Bobby

Bobby (2006)

Genres - Drama, Historical Film  |   Sub-Genres - Political Drama, Ensemble Film, Docudrama  |   Release Date - Sep 5, 2006 (USA), Nov 17, 2006 (USA - Limited)  |   Run Time - 119 min.  |   Countries - India, United States  |   MPAA Rating - R
  • AllMovie Rating
    6
  • User Ratings (0)
  • Your Rating

Share on

Review by Derek Armstrong

Hearing that a Bobby Kennedy prestige picture was planned for the 2006 awards season, movie fans must have assumed someone like Oliver Stone was at the helm, someone with the pedigree to bring this sacred American icon to the big screen. Emilio Estevez might not have been the last writer-director they envisioned, but with B-movies like Men at Work and Rated X to his credit, he had to be pretty low on the list of logical guesses.

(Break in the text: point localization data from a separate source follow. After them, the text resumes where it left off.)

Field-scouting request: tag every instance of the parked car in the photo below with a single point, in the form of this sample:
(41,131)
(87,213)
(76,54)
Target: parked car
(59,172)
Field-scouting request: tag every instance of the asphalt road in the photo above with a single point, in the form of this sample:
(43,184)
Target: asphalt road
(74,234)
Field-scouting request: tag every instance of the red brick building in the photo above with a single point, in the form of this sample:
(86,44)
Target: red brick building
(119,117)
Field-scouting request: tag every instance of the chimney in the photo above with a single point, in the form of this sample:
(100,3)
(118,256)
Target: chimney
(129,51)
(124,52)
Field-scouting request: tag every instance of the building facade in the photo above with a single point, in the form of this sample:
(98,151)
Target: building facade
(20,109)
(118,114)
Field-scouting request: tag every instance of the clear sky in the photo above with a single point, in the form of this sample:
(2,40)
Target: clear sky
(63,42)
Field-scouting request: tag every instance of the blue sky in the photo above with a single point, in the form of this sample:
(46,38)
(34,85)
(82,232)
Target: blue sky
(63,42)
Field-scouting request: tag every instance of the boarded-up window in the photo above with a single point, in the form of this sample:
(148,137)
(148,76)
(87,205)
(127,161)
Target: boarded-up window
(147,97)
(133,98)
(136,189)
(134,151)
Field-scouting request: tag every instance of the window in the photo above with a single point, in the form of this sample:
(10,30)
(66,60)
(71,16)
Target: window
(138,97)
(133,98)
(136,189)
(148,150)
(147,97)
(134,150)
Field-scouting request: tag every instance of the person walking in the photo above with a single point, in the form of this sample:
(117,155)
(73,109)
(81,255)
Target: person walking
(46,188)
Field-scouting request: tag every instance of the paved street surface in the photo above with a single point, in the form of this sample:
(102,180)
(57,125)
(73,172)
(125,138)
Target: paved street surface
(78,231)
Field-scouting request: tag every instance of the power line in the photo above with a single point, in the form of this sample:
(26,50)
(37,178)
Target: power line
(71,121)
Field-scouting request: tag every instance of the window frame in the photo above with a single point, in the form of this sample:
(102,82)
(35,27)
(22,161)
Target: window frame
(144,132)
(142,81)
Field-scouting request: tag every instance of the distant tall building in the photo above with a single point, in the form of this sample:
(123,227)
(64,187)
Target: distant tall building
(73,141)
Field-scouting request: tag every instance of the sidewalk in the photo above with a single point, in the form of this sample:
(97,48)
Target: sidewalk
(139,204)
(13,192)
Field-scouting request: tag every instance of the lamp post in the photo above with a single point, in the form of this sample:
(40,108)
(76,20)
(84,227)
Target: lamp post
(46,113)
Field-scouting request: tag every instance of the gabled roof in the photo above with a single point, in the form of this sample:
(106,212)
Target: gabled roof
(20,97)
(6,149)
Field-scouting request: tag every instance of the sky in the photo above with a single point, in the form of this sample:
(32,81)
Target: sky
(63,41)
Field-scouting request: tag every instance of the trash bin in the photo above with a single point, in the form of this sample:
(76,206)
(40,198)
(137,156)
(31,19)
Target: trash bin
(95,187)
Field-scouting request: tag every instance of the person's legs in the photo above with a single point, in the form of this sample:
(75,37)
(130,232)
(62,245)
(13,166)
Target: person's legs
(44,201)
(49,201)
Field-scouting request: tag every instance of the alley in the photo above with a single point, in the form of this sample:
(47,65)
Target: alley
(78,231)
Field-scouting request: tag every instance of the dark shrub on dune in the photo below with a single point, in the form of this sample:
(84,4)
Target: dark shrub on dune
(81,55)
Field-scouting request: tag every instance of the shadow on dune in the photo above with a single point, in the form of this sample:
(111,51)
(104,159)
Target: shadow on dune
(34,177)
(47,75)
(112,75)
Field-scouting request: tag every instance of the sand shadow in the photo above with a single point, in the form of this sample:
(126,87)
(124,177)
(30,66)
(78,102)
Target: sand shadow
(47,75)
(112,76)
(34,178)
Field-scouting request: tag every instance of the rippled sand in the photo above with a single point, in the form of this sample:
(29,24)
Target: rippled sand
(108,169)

As it turns out, every skepticism about his ability is totally justified. Bobby is a shallow mess of an ensemble picture, a protracted session of melodrama that thematically over-stretches from start to finish. It wasn't a bad idea to measure Kennedy's impact by taking the country's temperature on the day he was assassinated, with the presidential candidate appearing only as a tangential figure in newsreel footage. But Estevez's execution is seriously wanting. It's not for a lack of willing participants -- in fact, this might be one of the most powerhouse casts ever assembled, with all manner of performers eager to join in for some politically well-intentioned Robert Altman-lite. Making do with one-third of the characters might have helped, if only because each is the personification of some heavy-handed social issue Estevez wants to shoe-horn in. What's more insufferable is how Estevez imagines these issues mirrored in today's society, making this a self-important metaphorical criticism of the Iraq War, immigration, and other modern ills. Among the tired characters Estevez trots out are the hippie drug dealer (Ashton Kutcher), the boozy lounge singer (Demi Moore), the drafted youth on the eve of his enlistment (Elijah Wood), and a bickering kitchen staff whose on-the-nose dialogue boils over with race-baiting. The Hollywood Foreign Press gifted Bobby with a Golden Globe nomination for Best Picture; rightfully, Oscar did not follow suit.